Ahora, en los albores del Tercer
Milenio, muchas poblaciones europeas (alejadas de circuitos
comerciales y situadas en la periferia industrial) intentan conservar
y restaurar esas señas de identidad que se fraguaron entre finales
del siglo III y principios de la Era Industrial, esa larga Edad Media
de la que hablaba el medievalista francés Jacques Le Goff.

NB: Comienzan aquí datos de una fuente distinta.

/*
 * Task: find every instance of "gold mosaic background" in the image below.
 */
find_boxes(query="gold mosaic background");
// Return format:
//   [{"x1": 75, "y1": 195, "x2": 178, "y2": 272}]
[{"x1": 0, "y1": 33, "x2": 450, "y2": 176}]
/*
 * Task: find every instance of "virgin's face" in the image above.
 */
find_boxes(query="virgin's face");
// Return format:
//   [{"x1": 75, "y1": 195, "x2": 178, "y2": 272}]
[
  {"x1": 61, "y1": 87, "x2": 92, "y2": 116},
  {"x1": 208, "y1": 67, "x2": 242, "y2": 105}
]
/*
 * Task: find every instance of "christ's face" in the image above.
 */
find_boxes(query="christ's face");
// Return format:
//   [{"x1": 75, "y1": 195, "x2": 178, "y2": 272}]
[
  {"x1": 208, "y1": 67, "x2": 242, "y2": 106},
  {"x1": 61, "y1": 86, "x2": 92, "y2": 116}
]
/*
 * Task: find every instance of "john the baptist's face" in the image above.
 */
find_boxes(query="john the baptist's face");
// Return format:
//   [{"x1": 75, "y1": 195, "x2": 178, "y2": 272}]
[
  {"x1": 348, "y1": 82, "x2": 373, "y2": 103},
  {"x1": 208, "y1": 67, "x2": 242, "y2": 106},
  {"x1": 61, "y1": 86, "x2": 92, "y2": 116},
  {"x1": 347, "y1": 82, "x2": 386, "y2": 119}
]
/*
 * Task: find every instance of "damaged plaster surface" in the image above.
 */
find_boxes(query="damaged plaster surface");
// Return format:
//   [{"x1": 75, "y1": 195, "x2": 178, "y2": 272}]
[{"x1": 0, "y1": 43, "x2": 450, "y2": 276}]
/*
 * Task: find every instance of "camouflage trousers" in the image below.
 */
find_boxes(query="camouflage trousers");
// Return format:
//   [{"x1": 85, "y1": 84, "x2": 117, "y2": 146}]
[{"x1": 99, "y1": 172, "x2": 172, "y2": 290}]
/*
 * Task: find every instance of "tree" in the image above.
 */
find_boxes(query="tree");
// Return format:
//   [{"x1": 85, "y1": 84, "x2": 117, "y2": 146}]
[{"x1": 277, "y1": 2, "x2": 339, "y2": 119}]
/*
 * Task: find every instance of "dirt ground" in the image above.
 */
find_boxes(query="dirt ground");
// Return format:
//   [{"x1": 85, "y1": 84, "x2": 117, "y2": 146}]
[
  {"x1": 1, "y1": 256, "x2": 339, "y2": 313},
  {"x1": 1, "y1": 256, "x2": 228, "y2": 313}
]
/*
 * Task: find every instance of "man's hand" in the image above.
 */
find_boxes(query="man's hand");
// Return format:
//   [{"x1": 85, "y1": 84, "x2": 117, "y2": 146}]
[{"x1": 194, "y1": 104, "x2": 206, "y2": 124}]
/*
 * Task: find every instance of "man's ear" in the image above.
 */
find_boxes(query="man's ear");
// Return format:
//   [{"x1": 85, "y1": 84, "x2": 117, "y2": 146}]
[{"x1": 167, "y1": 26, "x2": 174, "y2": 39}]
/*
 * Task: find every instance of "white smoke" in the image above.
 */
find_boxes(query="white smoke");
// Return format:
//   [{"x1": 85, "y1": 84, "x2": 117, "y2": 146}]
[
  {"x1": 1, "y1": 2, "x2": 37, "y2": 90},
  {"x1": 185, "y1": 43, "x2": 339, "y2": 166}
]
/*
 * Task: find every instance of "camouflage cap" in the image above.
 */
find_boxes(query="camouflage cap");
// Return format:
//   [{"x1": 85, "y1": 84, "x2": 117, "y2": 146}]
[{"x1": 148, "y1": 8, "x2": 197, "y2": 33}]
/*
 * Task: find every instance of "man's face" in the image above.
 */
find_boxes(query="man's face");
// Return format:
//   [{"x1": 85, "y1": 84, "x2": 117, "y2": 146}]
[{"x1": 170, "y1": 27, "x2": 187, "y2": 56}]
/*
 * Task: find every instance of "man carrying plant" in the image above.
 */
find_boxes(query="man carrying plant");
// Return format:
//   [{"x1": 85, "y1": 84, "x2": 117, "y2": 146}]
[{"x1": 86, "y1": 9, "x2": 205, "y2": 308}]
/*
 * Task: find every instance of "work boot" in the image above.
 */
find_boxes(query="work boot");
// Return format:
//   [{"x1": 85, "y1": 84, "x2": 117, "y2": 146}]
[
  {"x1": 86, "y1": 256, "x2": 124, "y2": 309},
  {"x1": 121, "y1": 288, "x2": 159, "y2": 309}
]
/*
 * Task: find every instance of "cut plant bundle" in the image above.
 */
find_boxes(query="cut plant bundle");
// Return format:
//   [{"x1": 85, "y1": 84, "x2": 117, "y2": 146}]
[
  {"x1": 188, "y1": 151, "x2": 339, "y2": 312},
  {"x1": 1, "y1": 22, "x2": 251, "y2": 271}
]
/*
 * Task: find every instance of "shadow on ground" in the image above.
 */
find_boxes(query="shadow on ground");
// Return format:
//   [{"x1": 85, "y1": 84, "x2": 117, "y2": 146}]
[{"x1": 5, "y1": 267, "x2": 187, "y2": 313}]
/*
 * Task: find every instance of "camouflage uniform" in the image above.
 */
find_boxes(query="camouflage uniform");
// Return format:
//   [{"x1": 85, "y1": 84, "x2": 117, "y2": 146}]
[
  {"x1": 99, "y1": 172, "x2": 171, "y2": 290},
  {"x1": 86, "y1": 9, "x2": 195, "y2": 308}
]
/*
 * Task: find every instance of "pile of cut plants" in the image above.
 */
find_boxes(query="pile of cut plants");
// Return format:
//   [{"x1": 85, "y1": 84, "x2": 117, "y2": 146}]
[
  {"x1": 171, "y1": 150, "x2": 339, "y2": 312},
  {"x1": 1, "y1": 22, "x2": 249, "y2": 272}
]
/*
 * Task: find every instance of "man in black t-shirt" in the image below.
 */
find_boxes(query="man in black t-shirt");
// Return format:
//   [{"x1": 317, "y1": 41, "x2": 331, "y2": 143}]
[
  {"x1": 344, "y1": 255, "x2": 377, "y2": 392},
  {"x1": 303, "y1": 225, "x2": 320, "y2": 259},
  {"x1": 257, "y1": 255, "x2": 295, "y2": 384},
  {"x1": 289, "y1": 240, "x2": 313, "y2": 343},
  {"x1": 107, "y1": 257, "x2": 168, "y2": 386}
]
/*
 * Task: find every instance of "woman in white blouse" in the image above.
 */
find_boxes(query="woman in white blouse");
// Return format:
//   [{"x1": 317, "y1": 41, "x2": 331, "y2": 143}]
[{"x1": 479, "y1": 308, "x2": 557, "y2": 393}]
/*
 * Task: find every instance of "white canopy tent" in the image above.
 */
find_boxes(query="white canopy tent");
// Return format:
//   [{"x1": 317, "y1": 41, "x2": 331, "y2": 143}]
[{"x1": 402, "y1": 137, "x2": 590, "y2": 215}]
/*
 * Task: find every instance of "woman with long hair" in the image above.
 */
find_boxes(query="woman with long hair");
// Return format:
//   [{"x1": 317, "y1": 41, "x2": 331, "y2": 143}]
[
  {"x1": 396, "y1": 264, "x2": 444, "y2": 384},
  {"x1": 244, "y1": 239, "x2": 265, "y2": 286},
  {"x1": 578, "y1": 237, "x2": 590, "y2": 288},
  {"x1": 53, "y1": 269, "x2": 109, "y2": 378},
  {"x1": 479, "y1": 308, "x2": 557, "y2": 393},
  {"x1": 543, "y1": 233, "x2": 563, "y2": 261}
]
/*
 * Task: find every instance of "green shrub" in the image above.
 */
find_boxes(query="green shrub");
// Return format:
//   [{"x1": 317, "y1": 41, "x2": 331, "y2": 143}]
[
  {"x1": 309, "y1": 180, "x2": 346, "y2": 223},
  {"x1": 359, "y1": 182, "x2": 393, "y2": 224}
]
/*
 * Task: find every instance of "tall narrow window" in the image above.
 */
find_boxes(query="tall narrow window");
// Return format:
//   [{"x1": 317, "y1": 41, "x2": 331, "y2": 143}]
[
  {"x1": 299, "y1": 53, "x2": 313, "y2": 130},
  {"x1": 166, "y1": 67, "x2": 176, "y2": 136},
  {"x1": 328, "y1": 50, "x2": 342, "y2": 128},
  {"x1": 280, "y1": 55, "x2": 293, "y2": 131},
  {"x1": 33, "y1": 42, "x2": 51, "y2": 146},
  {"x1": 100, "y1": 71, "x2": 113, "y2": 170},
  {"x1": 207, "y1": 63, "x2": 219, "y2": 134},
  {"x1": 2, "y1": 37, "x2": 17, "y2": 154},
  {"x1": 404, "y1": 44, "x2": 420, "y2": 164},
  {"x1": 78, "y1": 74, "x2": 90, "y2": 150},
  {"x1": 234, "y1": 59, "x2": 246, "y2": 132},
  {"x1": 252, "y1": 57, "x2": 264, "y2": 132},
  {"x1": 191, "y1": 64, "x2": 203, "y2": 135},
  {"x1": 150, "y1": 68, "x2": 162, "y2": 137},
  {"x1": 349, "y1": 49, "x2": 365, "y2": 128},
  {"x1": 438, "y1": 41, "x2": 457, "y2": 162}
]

Las urbes costeras y situadas en
la llanura crecieron como Cabeza de Goliat, y es en las regiones más
apartadas, aisladas e inaccesibles donde perduró esa esencia. En los
tiempos que corren son tomadas como modelos auténticos de lo que
debe ser Baviera, Bretaña, Andalucía o Transilvania. No obstante un
peligroso enemigo las acecha y amenaza; el implacable turismo de
masas.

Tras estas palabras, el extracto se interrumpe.